Businesses, as part of a global economy, are challenged with environmental and social challenges and must comply with a variety of rules. Investors now prioritize “responsible” and selected investments in companies with high ESG scorecards. ESG variables are essential in analyzing a company’s quality since they encompass a wide variety of issues that were previously not included in financial analysis. These non-financial factors are in fact majorly interlinked, where management of one factor can impact other with much better outcomes. When industries endeavour to comply with environmental legislation and broader concerns about sustainability, social criteria intersect with environmental criteria and governance. Setting up a Wastewater Treatment plant at your facility can significantly improve Environmental factor of water intensive industries. This would assure availability of water to people around and in future, minimizing social impact. Discharge of effluent within the limit would score points in good governance of the company. This gives water and waste water plant managers and community the opportunity to initiate communication about its importance to the board and integrate waste water management and treatment into their system at earliest.

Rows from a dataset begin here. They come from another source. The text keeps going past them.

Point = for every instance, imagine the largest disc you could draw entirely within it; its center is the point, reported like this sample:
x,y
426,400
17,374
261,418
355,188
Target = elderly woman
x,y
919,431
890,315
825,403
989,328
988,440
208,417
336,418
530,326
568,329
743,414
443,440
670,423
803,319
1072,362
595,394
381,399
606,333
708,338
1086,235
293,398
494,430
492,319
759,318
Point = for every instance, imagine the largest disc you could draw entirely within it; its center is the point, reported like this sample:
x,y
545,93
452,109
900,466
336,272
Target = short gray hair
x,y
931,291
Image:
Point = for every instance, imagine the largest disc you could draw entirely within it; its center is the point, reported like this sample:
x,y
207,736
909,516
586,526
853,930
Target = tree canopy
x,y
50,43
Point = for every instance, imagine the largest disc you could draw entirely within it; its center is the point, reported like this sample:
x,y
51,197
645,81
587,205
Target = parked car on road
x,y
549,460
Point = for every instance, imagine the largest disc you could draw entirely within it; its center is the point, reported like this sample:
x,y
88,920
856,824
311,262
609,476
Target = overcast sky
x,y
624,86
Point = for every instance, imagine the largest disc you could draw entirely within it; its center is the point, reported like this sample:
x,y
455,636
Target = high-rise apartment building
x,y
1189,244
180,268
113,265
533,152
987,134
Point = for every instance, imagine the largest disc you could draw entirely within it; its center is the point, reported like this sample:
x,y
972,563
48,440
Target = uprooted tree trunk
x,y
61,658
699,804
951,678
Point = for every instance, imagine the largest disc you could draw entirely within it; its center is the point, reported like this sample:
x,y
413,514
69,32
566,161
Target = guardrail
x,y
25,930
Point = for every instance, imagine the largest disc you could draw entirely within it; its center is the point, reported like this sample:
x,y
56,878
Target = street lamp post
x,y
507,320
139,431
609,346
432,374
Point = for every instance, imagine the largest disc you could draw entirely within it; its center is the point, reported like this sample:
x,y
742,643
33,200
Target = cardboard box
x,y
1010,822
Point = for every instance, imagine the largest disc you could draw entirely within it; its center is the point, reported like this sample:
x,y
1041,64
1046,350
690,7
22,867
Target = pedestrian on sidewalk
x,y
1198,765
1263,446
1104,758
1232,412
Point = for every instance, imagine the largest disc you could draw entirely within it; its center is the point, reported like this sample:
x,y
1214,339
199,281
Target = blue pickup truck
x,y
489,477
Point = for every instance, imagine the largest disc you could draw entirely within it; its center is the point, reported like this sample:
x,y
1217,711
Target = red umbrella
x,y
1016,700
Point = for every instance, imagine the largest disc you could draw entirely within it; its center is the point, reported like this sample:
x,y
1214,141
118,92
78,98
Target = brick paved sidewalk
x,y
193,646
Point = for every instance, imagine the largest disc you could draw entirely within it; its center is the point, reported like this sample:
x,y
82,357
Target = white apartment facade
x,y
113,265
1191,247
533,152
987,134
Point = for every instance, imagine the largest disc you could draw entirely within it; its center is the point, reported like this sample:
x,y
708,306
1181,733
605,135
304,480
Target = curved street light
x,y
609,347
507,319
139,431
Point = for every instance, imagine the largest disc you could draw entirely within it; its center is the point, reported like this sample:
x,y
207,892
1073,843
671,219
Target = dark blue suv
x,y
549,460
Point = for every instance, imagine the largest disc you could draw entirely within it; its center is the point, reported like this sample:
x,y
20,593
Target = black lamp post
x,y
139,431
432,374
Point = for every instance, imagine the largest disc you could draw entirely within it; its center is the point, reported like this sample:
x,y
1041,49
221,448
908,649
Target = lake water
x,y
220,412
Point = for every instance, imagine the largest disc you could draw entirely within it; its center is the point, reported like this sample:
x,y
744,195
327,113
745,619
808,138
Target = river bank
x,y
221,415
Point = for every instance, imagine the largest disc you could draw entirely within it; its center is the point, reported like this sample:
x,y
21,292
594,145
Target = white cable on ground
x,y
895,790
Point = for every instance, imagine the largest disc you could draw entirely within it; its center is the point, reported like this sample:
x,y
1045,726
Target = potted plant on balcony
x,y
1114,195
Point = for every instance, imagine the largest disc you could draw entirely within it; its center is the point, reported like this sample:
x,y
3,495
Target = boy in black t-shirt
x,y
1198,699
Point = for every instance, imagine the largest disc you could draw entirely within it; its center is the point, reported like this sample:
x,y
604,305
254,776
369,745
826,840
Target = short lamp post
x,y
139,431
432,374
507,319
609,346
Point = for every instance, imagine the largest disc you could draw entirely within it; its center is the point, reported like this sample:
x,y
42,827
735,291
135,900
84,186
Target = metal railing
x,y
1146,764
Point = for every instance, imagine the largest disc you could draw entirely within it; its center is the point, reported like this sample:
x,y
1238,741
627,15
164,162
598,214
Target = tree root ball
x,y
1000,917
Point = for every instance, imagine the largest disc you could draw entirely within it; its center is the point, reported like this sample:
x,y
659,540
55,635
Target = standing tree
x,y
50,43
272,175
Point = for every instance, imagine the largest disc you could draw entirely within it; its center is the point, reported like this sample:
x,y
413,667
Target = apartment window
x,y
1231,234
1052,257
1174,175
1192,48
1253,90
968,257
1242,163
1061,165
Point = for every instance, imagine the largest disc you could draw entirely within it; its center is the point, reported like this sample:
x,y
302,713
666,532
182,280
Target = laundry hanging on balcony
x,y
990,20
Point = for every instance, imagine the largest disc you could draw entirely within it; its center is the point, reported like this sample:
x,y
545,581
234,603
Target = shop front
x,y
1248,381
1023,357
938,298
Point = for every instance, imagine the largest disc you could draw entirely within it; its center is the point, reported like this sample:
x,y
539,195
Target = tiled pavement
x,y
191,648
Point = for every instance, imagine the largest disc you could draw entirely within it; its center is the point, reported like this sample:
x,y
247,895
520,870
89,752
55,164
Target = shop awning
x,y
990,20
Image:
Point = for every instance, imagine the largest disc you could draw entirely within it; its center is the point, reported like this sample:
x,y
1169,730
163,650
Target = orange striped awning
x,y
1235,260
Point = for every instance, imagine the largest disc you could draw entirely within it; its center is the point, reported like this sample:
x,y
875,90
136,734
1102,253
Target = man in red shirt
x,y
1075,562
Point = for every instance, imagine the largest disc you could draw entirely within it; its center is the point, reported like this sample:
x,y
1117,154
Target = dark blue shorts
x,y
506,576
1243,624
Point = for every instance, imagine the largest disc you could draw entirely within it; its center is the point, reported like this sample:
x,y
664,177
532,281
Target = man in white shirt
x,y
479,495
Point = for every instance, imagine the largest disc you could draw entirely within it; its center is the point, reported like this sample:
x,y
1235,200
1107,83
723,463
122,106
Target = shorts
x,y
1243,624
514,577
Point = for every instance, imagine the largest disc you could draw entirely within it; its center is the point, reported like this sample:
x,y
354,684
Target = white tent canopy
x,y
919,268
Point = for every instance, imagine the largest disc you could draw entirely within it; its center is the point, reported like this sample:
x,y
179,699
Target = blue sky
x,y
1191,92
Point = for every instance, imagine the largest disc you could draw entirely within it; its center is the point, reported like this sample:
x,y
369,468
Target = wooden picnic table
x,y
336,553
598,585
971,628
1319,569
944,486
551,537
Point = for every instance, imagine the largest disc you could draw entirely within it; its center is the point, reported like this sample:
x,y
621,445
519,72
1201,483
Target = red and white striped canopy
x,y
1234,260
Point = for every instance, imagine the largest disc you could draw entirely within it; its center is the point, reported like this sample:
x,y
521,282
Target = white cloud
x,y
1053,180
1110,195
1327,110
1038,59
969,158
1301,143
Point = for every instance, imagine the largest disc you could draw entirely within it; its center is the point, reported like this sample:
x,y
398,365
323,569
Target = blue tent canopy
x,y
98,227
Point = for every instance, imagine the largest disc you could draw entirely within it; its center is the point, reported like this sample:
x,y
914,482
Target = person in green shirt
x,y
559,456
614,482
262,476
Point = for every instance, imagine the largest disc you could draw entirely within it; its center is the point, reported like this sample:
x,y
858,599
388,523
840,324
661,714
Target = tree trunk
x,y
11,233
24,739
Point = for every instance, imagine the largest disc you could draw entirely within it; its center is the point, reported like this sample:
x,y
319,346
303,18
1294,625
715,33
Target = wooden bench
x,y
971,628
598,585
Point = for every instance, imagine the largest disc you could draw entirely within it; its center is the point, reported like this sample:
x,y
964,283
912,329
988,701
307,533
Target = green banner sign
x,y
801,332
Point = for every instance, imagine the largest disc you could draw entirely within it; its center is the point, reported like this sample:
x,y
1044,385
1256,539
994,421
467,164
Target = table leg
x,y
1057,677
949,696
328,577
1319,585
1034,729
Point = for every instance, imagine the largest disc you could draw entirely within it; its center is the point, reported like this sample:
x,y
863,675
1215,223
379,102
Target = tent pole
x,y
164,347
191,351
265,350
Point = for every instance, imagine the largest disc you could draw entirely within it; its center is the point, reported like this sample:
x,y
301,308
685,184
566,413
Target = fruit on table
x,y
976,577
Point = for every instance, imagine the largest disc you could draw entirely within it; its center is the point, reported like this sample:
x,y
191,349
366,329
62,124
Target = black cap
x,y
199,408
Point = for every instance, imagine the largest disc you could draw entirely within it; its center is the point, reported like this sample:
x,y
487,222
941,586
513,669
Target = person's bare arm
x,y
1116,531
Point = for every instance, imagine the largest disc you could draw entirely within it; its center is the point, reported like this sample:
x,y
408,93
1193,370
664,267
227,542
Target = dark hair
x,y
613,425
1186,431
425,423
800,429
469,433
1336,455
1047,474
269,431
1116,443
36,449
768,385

We will increasingly assess ESG performance within our firms in the future and communicate those measures to current and potential investors, clients, and – in some cases – the general public. As a result, proactive management of these aspects in synergy with one another should be a vital part of maintaining a business’ value proposition in today’s competitive market. Strong ESG performance may provide organizations with a variety of competitive advantages, including a more stable investor base.
Please contact us for ESG, SDG, GRI, TCFD consulting or report making on
Frequently Asked Questions
1) What are environmental, social, and governance ESG factors?
ESG stands for environmental, social, and governance. The phrase “environmental, social, and governance” (ESG) refers to a company’s corporate financial interests, which primarily centre on ethical and sustainable outcomes. ESG is a tool used by capital markets to assess businesses and forecast their financial success.
2) How can ESG governance be improved?
How to Improve Your Corporate ESG Rating
- Conduct an ESG readiness and resources assessment
- Complete a materiality assessment
- Engage key ESG ratings stakeholders
- Define your top ESG score priorities
- Determine budgets, headcount, and other resources
- Formalize ESG governance and develop policies
3) What is the main purpose of ESG?
ESG is a framework that aids stakeholders in understanding how a company handles opportunities and risks related to sustainability issues. ESG has developed from earlier movements that prioritized corporate generosity, pollution reduction, and issues of health and safety.
4) Who is responsible for ESG in a company?
Company management is accountable for putting ESG into practice; regardless of how competent the board and subcommittees are at overseeing ESG.
5) What are the components of ESG?
Environmental, Social, and Governance is the abbreviation for ESG. Investors are using these non-financial aspects more frequently as part of their analytical process to spot important dangers and expansion prospects.